Non-executive ERC received over $ 500M during 2011 – 2018 – Kaieteur News

Non-executive ERC received over $ 500M during 2011 – 2018


Kaieteur News – Several discrepancies have been revealed within the Ethnic Relations Commission (ERC) following independent research by Kaieteur News and the latest discovery pin points that it received over $ 500M in budget allocations while non-executive for seven years.
The ERC was established on March 8, 2002, with the goal of promoting ethnic harmony and security in Guyana.
The non-political body made up of representatives of religious bodies, labor movements and the private business sector operated until 2011 when its mandate, and by extension the work of its commissioners, ended. It became operational again on February 22, 2018, when it was reconstituted and saw 10 new commissioners swear in by former president David Granger. Details going forward are clearly set out on the Commission’s website.
Despite being inactive between 2011 and 2018, budget estimates, seen by this announcement, reveal that the Commission would have received $ 504M in those seven years, leaving two significant questions: What was the spending spent on money ?; a: Who presided over the expenditure?
Based on the budget estimates, in 2012, the year after becoming inactive, it received a budget allocation of $ 99.4M. In 2013, 2014, 2015, 2016 and 2017 the allocations were $ 49.9M, $ 63.7M, $ 43.1M, $ 81.4M and $ 50.5M respectively. Then in 2018, the allocation was $ 115.7M.
In addition, post-2015 budget estimates show little information about what the allocations provided for.
However, this announcement previously indicated that the previous coalition government in 2015 amended the Fiscal Management and Accountability Act (FMAA), which allowed constitutional agencies like the ERC to be independent with their allocations. Prior to the coalition amendment, their budget allocations were under scrutiny by their subject Minister.
The PPP government recently moved to amend the Act once again stating that the coalition amendment removed billions of dollars of Parliamentary scrutiny that could only be spent by law on scrutiny. The Senior Minister in the Office of the President with responsibility for Finance, Ashni Singh, during the introduction of the Bill, “The amendment (by the Coalition) set out a two stage process whereby the constitutional agencies budget would be brought to the National Assembly, considered and approved by the Assembly, and ‘to be incorporated into the national budget, which would then be submitted to the House for consideration, at which time the constitutional agencies budget would not be reconsidered, but would be part of the budget national. ”

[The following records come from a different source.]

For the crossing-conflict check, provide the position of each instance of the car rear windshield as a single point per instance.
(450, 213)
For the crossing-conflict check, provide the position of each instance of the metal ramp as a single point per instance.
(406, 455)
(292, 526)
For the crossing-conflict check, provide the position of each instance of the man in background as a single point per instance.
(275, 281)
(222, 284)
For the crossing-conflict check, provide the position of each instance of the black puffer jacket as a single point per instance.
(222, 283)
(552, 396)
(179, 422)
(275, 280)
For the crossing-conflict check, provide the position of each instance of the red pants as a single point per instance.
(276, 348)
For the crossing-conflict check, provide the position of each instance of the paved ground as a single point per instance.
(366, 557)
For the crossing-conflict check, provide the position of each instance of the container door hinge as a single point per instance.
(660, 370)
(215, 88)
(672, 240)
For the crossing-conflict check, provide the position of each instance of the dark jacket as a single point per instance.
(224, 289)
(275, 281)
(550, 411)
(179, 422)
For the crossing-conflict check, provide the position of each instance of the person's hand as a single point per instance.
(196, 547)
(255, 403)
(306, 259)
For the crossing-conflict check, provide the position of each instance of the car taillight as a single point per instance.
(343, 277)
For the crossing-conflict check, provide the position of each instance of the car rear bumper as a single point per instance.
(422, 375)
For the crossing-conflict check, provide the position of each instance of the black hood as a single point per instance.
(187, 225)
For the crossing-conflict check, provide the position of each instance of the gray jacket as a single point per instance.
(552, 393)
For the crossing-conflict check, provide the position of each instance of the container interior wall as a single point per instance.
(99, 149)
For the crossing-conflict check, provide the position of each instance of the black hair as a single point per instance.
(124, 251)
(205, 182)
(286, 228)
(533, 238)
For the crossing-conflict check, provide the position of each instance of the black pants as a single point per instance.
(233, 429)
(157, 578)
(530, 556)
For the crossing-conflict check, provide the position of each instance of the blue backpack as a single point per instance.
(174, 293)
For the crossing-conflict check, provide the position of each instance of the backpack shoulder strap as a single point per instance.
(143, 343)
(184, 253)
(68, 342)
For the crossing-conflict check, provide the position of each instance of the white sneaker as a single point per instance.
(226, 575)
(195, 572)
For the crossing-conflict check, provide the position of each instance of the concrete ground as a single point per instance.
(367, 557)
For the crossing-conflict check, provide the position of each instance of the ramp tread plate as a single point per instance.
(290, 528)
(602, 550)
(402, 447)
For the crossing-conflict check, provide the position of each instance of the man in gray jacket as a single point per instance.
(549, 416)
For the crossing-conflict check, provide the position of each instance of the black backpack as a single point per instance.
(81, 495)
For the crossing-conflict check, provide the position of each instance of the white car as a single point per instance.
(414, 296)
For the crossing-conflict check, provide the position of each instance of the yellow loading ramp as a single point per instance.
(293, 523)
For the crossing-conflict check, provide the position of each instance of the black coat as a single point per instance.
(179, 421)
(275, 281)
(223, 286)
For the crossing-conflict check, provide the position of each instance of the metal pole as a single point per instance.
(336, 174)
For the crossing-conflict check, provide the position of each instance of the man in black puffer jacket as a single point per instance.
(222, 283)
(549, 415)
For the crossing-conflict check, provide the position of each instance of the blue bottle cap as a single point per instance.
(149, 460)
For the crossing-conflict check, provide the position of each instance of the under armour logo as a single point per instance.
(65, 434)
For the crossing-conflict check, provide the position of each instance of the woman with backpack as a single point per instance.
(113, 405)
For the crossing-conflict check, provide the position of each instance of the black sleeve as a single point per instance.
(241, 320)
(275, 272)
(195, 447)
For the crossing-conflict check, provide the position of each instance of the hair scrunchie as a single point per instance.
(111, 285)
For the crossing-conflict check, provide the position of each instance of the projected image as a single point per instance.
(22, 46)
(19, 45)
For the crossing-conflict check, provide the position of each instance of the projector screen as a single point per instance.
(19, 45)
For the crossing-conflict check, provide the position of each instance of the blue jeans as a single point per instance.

Its amendment has removed that two-stage process and now allows for a single process of submission to the National Assembly since the Bill was passed.
In addition, ERC Commissioner Haji Roshan Khan is of the firm conviction that there is an urgent need for governmental rather than private audit which may exclude where the value of public money is dropping.
Kaieteur News contacted ERC Chairman Reverend John Smith last Thursday about anomalies highlighted by Khan. He had promised to issue a press release to address the allegations. It was noted that the statement would be published the following day but none was published.
In another attempt to get a response from the Chair, he reached this announcement again yesterday and was told that a response is currently being prepared which must be checked for maximum accuracy.